Может быть, не хватит мне свечи
И среди бела дня останусь я в ночи,
И, зернами дыша рассыпанного мака,
На голову мою надену митру мрака:
Как поздний патриарх в разрушенной Москве,
Неосвященный мир неся на голове,
Чреватый слепотой и муками раздора,
Как Тихон, — ставленник последнего собора. [4]
 
   От неожиданности я с трудом смог подавить желание оглянуться в темноту между стеллажами, мысленно проклиная (скорее все от той же неожиданности) странную игру памяти, неведомыми ассоциациями разбудившей только что голос мертвого и позабытого… И в дыму полуночной сигареты, словно сквозь наброшенный на раскрытое окно тюль, стали проступать лица призраков и повеяло холодом. Но не могильным, жутким, проклятым холодом могилы, а хрустким холодом промороженных московских переулков, лентами славянских переплетений, окруживших Кремль от Ленинки до большой елки на Лубянке… Сорок два года, целая вечность назад.
 
   …По потрескавшейся наледи от неожиданного дневного потепления и вернувшегося уже в сумерках мороза мы брели сквозь декабрь в зените века, не особенно представляя, куда и зачем: разноглазый Колька, расхристанный Ося, зябко прижимающая ктонкой шее воротник пальто Аня… Мы возвращались из студенческого клуба, где все они конечно же читали.

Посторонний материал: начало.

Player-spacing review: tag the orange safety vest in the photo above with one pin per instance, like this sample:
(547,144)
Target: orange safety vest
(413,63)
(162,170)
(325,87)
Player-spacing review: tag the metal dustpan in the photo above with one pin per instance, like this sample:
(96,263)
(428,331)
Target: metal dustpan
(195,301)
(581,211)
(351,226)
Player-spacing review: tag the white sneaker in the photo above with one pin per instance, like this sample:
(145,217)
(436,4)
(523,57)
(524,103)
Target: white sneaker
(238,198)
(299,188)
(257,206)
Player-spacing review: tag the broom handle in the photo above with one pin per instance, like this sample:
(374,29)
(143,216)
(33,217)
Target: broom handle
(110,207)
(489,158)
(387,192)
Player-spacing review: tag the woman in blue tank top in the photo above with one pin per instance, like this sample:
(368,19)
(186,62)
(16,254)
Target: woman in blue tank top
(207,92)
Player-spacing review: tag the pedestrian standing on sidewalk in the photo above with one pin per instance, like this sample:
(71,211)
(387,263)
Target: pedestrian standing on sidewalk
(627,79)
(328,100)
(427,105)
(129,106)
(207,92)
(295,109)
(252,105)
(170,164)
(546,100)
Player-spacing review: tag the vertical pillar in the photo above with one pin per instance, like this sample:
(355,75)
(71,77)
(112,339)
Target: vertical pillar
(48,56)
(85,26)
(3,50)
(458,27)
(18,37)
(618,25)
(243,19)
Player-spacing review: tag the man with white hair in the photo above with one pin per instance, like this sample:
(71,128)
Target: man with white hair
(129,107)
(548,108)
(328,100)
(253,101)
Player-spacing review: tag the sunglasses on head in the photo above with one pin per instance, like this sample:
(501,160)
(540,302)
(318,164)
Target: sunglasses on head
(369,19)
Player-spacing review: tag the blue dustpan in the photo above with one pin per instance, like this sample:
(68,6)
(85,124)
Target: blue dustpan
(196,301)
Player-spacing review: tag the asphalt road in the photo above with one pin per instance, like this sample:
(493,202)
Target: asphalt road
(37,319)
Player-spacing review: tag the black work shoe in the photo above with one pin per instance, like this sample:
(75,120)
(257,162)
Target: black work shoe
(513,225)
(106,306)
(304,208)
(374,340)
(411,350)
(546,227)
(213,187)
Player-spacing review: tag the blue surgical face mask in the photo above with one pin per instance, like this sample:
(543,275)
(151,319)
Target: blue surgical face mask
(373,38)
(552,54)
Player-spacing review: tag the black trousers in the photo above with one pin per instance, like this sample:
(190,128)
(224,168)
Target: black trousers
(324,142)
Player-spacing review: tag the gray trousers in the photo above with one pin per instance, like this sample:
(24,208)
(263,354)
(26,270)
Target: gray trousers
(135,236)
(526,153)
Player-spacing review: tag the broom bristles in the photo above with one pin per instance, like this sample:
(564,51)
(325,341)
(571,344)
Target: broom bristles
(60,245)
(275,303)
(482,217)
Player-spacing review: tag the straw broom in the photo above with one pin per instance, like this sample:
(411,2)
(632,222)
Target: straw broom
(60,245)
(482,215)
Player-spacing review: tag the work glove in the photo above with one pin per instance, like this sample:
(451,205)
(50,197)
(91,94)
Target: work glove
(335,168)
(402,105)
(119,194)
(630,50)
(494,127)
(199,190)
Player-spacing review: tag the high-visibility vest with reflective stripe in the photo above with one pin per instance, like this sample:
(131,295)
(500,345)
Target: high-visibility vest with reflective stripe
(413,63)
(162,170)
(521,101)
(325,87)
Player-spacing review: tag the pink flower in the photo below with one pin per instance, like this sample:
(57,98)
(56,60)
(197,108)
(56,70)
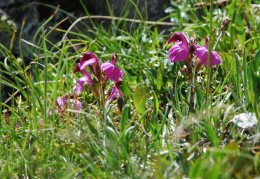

Своё и чужое. Тогда еще это было возможным. А потом, после вечера, когда в прокуренном и шумном вестибюле стало положительно невозможно находиться, мы сбежали ото всех. Я был влюблен в Аню, Колька, само собой, тоже, Ося же витал в каких-то только ему известных сферах.
   — Как же ты не понимаешь, — возмущался Колька, — я же не про начало века говорю, не про акмеистов этих несчастных и бубнововалетчиков. Я же согласен — да, тогда было прекрасно. Взлет поэтического слова и так далее… Но родись мы в то время, Оська, и нас бы сломали. Их сломали и нас сломали бы. Нам повезло, понимаешь, Оська. Мы просто вот сейчас понимаем, как тут… ну ты понимаешь… как они относятся к нам, к тому, что мы делаем, к нашим стихам. Да ко всему. Мы знаем, что по большому счету наши стихи им не нужны, больше того, они считают их чужеродными. И поэтому этим нас уже не сломать, ты понимаешь? Я уверен, что наше десятилетие не останется незамеченным историей, вот увидишь, Оська, кто-нибудь будет завидовать тем, кто родился в наше время. Петька, ну ты же историк, ну подтверди!
   — Угу, — угрюмо подтверждал я, поддерживая Аню под локоток и прекрасно понимая, что бравирует Колька вовсе не перед Оськой, которому по большому-то счету все равно, тем более, что он был чертовски пьян от мерзкого портвейна, а перед Аней. Мне это не нравилось, но я мужественно молчал, поглядывая с высоты своих неполных шестнадцати лет и четко осознавая, что выгляжу как минимум на семнадцать, а значит, Кольке ничего не светит.
   В общем, наверное, все это было достаточно глупо, как глупы подрезанные козырьки на кепках в частности и обычное человеческое счастье в общем и целом. Но в отличие от всего остального эта глупость легко вписывалась и в беспокойство лифтовых сквозняков, и в пастельный штрих на черном картоне полуночи.
   Оську Мандельштама сначала арестовали в 1964, позже, по слухам, держали в какой-то больнице, а потом он вдруг обнаружился во Франции, и не просто так, а в эфире «Радио Свобода». Умер в 1983 от сердечного приступа на какой-то парковой лавочке — я потом видел фотографии: то же самое удивление в мертвых глазах, почти то же самое лицо… Колька Гумилев спился, но говорили, будто жив, обитал до всех этих русских бунтов где-то на Можайке, бутылки собирал. А про Аню я ничего не слышал с тех пор, как она была отправлена родителями в Ереван. Обычная, в общем, история.